La Stampa 28.1.19
Risarcimento alla Russia per l’assedio di Leningrado
La
Germania ha donato ieri 12 milioni di euro alla Russia, come «gesto
umanitario» in occasione del 75esimo anniversario della fine
dell’Assedio di Leningrado
di Letizia Tortello
Il
27 gennaio è il Giorno della Memoria delle vittime dell’Olocausto, una
ricorrenza fissata a livello internazionale, nella data in cui le truppe
dell’Armata Rossa liberarono il campo di concentramento di Auschwitz,
nel 1945. Esattamente un anno prima, il giorno 27 è stata la fine di un
altro genocidio, sempre compiuto dal Terzo Reich: dopo 900 giorni, nel
1944 finiva il più lungo assedio della Seconda guerra mondiale. La
Wehrmacht tedesca voleva annientare la città russa di Leningrado, oggi
San Pietroburgo: l’assalto durò dall’8 settembre del ’41 al 27 gennaio
’44. Causò più di un milione di vittime civili, morte per fame e
disperazione, compresi centinaia di migliaia di bambini. Fu una delle
più cocenti sconfitte della «Blitzkriege» di Adolf Hitler contro la
Russia sovietica, che oppose un’inattesa resistenza alle forze armate
tedesche.
Per ristrutturare un ospedale
La città di
Leningrado era uno dei tre obiettivi principali dell’Operazione
Barbarossa contro i bolscevichi, annunciata nel Mein Kampf. Nel giorno
del 75° anniversario dalla fine dell’assedio, ieri, il governo tedesco
ha annunciato lo stanziamento di 12 milioni in favore di Mosca, per
contribuire al riammodernamento di un ospedale che ancora oggi cura
reduci di guerra.
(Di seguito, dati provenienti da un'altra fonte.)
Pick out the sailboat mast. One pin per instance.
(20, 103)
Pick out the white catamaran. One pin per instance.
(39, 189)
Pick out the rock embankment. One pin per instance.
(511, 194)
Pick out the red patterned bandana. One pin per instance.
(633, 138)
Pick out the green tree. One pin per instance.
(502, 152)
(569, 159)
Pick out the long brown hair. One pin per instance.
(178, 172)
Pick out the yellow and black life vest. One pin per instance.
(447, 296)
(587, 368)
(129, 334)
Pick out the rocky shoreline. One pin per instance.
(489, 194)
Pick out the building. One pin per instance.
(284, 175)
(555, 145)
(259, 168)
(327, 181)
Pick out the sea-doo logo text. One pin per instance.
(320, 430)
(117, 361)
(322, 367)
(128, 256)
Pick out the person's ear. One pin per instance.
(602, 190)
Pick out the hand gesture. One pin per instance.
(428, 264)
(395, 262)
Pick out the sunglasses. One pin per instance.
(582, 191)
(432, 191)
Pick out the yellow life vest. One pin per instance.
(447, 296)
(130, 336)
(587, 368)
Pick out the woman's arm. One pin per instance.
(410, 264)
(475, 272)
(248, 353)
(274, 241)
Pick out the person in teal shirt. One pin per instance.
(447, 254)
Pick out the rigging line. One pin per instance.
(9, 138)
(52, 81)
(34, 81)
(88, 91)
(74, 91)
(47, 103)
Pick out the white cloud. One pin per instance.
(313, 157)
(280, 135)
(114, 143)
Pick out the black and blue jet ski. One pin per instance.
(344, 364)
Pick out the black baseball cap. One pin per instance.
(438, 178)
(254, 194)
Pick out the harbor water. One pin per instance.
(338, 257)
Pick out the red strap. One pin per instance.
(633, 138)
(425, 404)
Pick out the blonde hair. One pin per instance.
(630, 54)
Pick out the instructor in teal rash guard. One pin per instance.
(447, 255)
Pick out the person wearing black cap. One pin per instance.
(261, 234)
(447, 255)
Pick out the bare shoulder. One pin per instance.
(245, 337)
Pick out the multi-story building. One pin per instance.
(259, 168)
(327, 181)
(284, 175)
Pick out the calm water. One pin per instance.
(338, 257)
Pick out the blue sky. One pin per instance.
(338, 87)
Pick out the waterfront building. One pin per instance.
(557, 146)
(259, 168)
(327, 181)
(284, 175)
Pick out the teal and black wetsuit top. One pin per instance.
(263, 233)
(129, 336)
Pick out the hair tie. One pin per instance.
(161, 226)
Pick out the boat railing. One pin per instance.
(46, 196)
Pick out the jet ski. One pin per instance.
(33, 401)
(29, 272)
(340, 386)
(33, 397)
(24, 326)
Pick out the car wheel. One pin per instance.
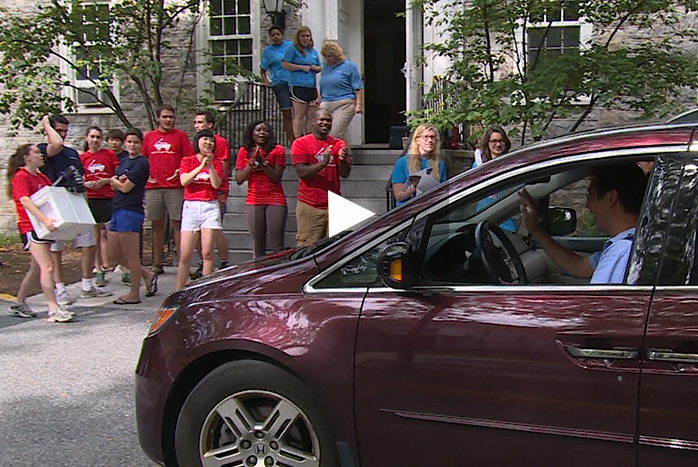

I fondi verranno anche utilizzati per la creazione di
un centro per le relazioni russo-tedesche, come hanno annunciato i
ministeri degli Esteri di Mosca e Berlino in una dichiarazione
congiunta.
A San Pietroburgo le celebrazioni del ricordo
dell’assedio si sono trasformate in una parata trionfale: la città è
tornata simbolicamente al 1944, durante l’assedio, con tanto di annunci
radiofonici dei raid aerei. Il presidente russo Vladimir Putin ha
assistito alla sfilata con oltre 2500 soldati in uniformi moderne e
d’epoca, e carri armati. Susanne Schattenberg, storica e direttrice del
Centro di ricerca dell’Est Europa dell’Università di Brema, ha spiegato
ai giornali tedeschi in che situazione disperata e disumana si trovava
la gente di Leningrado in quei 900 giorni: «C’era chi mangiava l’erba,
chi uccideva i cani e gatti, il cannibalismo era una pratica diffusa per
sopravvivenza. Nel milione di morti e più, molti si spegnevano per fame
e con sofferenze indicibili». Si moriva nei letti, straziati da spasmi e
dolori muscolari. «E allora si mangiava la carne di chi non era
sopravvissuto», conclude la ricercatrice.